Groupthink can cause your organization no end of grief. “If we assume that quiet and loud people have roughly the same number of good (and bad) ideas, then we should worry if the louder and more forceful people always carry the day,” says Cain. “This would mean that an awful lot of bad ideas prevail while good ones are squashed.”  If you’ve found yourself trapped in a meeting with a room full of extroverts then you already know what the research shows. There is zero correlation between a gift for gab and an ability to come up with great ideas.

And if you want breakthrough innovations, assembling cross-functional dream teams and forcing extroverts and introverts  to spend every working hour together won’t go well, no matter how funky your open concept workspace.  Here’s the advice Stephen Wozniak, the cofounder of Apple, offered in his memoir. “I don’t believe anything really revolutionary has been invented by committee. Work alone. You’re going to be best able to design revolutionary products and features if you’re working on your own. Not on a committee. Not on a team.”

So stop trying to convert your introverts. Don’t tell them to spend less time in their heads. Don’t ding them on performance reviews because they’re not as outgoing as their extroverted colleagues. Along with open spaces for collaboration, give them places where they can close the door, shut out the world and dream up the next big idea for your organization.

Cain recommends organizations should seek out “symbiotic introvert-extrovert relationships”, with leadership and divide other tasks according to people’s natural strengths and temperaments. “The most effective teams are composed of a healthy mix of introverts and extroverts, studies show, and so are many leadership structures.”

If you’re blessed with proactive employees who take initiative, research shows an introverted leader will get you better results.  Management theorist Jim Collins has found that the highest performing companies have leaders who are consistently described as quiet, humble, modest, reserved, shy, gracious, mild-mannered, self-effacing and understated.

“Because of their inclination to listen to others and lack of interest in dominating social situations, introverts are more likely to hear and implement suggestions.

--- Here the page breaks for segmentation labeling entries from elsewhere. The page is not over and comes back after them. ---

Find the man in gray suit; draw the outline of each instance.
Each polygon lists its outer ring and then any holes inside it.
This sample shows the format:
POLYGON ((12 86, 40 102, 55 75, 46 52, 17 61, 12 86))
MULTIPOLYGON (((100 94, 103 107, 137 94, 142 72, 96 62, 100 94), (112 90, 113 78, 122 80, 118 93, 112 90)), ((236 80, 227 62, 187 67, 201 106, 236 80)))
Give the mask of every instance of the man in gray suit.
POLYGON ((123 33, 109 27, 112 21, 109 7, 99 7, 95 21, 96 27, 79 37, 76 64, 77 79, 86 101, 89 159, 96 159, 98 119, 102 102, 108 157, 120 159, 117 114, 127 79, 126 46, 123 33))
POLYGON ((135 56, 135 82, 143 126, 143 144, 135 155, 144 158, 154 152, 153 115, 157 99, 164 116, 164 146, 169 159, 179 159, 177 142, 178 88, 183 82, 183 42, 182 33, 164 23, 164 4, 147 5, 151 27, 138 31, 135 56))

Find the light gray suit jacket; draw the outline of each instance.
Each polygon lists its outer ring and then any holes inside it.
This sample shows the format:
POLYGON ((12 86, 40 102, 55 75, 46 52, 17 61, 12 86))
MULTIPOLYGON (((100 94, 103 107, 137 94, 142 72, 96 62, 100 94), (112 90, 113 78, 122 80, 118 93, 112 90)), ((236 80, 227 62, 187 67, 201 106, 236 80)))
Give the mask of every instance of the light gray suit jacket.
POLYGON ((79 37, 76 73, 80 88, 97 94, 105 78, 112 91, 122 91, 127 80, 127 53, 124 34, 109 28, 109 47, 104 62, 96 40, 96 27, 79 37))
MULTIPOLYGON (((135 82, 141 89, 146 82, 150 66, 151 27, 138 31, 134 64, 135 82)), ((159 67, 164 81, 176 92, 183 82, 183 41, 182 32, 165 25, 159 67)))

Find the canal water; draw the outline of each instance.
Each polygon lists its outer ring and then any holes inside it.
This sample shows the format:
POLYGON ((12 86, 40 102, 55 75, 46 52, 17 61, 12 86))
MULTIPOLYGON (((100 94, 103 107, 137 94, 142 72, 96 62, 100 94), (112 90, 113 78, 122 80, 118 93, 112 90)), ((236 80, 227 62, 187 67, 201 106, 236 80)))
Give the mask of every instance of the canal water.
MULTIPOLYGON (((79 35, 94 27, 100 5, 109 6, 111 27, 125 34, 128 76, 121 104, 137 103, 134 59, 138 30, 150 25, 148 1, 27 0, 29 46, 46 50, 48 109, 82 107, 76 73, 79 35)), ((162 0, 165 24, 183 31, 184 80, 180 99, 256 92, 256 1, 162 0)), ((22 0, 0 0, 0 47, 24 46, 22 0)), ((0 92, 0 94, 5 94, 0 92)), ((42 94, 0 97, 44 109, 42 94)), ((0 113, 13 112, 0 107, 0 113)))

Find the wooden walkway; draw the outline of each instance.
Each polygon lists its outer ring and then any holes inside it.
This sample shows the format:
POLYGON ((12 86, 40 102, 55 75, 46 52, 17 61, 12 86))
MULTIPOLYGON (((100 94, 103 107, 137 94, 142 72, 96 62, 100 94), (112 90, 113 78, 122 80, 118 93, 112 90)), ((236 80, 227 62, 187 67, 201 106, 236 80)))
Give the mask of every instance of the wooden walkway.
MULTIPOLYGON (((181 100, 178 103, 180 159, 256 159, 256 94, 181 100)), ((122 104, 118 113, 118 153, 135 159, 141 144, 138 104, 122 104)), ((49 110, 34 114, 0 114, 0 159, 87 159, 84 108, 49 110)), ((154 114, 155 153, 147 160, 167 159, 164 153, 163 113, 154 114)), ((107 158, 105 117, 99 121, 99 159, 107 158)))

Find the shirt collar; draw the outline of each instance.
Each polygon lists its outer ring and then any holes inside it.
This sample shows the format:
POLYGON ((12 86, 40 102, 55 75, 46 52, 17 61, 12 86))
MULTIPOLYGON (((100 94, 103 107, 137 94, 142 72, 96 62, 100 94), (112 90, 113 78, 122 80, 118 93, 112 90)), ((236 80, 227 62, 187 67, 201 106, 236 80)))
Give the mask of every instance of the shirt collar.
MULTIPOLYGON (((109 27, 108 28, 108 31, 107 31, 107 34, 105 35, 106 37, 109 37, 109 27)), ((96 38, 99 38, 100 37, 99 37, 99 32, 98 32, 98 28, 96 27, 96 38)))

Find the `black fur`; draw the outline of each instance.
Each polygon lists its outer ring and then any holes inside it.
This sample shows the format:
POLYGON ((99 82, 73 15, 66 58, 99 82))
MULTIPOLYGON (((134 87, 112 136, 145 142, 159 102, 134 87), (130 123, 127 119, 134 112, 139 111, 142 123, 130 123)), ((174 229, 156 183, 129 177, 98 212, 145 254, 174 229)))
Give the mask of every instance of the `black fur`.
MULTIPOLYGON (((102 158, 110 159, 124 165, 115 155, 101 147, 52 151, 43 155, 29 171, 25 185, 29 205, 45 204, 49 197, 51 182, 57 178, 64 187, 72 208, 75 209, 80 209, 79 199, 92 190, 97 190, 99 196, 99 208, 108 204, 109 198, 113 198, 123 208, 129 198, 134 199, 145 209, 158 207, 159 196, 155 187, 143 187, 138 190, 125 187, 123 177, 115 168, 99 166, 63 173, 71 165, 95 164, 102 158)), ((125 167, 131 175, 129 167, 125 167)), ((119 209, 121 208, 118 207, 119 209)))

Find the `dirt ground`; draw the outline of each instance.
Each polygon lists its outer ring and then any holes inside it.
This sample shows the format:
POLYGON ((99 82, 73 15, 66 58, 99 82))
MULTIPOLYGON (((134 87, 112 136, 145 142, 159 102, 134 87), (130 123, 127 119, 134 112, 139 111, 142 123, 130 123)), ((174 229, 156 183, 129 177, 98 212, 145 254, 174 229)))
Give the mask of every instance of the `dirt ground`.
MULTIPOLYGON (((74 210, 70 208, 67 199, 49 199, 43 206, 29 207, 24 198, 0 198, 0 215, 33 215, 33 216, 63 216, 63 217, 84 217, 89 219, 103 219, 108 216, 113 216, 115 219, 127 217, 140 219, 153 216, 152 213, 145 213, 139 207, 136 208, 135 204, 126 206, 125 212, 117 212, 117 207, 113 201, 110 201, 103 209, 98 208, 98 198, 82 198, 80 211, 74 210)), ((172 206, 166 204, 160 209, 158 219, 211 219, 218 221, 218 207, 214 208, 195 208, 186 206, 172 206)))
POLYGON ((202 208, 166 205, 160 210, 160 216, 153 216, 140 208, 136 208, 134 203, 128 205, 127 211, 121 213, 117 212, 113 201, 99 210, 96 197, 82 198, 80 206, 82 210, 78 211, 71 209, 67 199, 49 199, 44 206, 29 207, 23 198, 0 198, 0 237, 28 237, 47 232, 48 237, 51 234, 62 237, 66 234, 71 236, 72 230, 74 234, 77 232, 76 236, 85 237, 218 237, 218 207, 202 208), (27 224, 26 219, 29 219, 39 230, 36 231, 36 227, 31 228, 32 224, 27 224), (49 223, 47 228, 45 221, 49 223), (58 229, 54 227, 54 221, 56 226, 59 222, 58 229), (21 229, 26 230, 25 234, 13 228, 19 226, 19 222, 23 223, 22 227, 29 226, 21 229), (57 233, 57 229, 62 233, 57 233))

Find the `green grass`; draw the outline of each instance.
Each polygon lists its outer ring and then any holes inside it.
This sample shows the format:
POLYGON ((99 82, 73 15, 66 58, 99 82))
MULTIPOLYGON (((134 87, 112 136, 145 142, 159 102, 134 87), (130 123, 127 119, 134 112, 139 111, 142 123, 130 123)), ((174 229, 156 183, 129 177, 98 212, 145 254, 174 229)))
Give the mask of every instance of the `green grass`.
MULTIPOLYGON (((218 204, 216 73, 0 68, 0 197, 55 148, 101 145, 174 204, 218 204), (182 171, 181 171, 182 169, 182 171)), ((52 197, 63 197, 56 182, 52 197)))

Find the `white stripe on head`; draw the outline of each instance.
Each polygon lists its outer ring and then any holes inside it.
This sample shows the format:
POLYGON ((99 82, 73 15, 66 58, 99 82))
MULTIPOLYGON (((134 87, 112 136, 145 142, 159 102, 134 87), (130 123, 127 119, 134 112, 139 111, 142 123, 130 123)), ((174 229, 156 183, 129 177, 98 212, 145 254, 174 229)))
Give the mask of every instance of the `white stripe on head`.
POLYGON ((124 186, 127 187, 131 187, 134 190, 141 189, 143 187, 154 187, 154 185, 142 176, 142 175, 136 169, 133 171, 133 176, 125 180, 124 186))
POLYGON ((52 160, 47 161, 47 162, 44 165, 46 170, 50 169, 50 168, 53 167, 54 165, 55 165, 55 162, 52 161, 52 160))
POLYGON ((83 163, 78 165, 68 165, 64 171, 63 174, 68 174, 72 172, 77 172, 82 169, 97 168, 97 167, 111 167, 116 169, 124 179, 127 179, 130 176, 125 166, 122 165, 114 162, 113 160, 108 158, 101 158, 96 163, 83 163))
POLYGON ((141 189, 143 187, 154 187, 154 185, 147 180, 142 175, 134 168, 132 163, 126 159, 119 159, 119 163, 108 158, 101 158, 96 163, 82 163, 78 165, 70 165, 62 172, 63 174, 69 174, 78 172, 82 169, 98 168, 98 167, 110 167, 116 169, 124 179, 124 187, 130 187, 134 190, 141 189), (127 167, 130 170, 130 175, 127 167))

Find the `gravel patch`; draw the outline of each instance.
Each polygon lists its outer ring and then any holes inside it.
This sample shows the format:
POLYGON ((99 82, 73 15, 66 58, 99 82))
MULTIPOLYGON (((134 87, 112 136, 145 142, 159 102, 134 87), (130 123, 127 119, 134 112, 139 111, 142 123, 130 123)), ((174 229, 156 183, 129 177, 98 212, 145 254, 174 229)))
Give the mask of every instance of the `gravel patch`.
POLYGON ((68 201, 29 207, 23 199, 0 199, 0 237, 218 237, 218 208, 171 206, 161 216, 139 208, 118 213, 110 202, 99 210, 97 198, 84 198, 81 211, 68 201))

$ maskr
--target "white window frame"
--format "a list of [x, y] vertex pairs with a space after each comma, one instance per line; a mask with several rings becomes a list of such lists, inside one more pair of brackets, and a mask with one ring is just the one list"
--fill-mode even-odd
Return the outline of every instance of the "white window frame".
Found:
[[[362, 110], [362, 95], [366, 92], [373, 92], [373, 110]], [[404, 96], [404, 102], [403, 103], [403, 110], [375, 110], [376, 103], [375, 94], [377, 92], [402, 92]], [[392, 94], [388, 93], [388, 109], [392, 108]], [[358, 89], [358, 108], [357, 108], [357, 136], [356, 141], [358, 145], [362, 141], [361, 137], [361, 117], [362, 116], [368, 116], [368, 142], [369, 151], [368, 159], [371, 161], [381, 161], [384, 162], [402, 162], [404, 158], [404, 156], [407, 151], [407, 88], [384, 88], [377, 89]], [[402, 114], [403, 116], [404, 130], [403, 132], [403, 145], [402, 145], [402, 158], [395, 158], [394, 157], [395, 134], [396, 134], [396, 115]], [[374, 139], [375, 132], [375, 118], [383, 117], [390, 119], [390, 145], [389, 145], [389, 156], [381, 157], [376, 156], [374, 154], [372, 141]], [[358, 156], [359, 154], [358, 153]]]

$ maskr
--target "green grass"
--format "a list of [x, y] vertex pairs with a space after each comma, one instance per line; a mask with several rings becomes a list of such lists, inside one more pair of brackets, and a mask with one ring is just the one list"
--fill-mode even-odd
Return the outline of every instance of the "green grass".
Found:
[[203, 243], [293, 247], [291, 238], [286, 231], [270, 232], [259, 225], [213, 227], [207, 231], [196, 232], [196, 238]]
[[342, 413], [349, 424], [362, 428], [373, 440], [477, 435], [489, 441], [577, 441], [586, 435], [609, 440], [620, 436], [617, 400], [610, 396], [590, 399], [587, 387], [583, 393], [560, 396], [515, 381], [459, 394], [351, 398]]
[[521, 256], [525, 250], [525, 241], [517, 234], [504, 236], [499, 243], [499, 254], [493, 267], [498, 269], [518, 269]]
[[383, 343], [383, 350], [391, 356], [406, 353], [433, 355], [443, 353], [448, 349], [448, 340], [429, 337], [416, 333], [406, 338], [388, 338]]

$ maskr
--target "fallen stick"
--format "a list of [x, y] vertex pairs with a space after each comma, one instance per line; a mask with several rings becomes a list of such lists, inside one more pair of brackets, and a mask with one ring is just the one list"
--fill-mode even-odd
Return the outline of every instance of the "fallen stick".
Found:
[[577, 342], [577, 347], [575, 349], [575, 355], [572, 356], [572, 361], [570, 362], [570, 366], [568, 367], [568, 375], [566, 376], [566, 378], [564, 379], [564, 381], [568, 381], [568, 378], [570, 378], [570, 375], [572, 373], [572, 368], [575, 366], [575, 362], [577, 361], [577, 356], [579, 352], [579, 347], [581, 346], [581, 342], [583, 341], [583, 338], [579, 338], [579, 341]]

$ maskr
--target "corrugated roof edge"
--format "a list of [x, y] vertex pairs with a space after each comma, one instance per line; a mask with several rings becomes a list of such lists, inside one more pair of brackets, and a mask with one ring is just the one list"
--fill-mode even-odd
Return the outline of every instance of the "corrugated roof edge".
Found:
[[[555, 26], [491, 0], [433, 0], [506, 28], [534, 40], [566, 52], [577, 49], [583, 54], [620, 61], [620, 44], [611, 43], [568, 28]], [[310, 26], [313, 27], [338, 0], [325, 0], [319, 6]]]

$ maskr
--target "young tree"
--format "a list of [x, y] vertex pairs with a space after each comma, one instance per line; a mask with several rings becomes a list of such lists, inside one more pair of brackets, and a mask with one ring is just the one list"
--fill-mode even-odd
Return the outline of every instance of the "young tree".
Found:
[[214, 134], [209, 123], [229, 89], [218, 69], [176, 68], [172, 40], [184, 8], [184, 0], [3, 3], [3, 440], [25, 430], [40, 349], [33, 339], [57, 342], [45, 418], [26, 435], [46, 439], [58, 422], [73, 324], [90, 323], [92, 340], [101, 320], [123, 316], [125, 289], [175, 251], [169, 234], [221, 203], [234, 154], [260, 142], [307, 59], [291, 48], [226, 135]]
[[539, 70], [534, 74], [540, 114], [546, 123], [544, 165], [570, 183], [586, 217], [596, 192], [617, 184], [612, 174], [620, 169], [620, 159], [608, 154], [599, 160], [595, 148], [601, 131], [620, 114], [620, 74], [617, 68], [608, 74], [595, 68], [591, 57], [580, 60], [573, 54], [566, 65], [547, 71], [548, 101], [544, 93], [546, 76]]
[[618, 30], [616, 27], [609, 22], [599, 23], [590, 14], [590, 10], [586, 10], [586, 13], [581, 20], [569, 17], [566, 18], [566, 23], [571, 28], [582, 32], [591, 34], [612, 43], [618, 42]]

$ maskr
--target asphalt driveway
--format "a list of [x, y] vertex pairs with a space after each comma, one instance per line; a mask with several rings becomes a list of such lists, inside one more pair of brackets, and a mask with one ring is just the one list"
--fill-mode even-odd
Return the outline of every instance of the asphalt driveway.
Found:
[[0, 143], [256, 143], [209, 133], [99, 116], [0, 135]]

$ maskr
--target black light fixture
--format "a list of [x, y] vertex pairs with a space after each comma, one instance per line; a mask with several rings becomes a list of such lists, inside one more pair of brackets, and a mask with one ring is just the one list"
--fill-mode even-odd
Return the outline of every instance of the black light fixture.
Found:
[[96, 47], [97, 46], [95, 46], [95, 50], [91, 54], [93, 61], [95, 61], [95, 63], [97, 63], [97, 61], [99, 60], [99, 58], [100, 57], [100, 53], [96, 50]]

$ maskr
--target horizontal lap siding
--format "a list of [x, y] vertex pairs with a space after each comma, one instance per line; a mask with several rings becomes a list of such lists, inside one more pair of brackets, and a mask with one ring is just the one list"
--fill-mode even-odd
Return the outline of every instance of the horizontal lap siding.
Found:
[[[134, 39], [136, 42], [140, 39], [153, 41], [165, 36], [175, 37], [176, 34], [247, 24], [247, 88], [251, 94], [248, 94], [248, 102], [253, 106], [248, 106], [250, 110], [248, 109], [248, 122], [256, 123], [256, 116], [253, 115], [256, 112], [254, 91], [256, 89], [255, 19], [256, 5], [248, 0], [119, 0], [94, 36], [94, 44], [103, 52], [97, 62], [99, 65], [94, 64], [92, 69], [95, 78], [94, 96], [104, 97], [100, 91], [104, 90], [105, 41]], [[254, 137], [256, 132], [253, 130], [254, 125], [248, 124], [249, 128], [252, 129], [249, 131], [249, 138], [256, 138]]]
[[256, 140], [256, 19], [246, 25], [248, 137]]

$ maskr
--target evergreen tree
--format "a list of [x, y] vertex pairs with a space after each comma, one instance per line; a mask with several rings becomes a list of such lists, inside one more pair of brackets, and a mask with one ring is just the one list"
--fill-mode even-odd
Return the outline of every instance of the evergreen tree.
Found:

Having benefited from the talents of their followers, they are then likely to motivate them to be even more proactive. We don’t need giant personalities to transform companies. We need leaders who build not their own egos but the institutions they run.”

Along with recapping a whole lot of research, Cain explores the Extrovert Ideal in all its unnerving glory at a Tony Robbins seminar, the 22,000 congregation strong Saddleback Church and Harvard Business School where students are told to “speak with conviction. Even if you believe something only 55 per cent, say it as if you believe it is a 100 per cent.  Don’t think about the perfect answer. It’s better to get out there and say something than to never get your voice in. If you’re preparing alone for class, then you’re doing it wrong.”

Like I said, I wouldn’t last a week.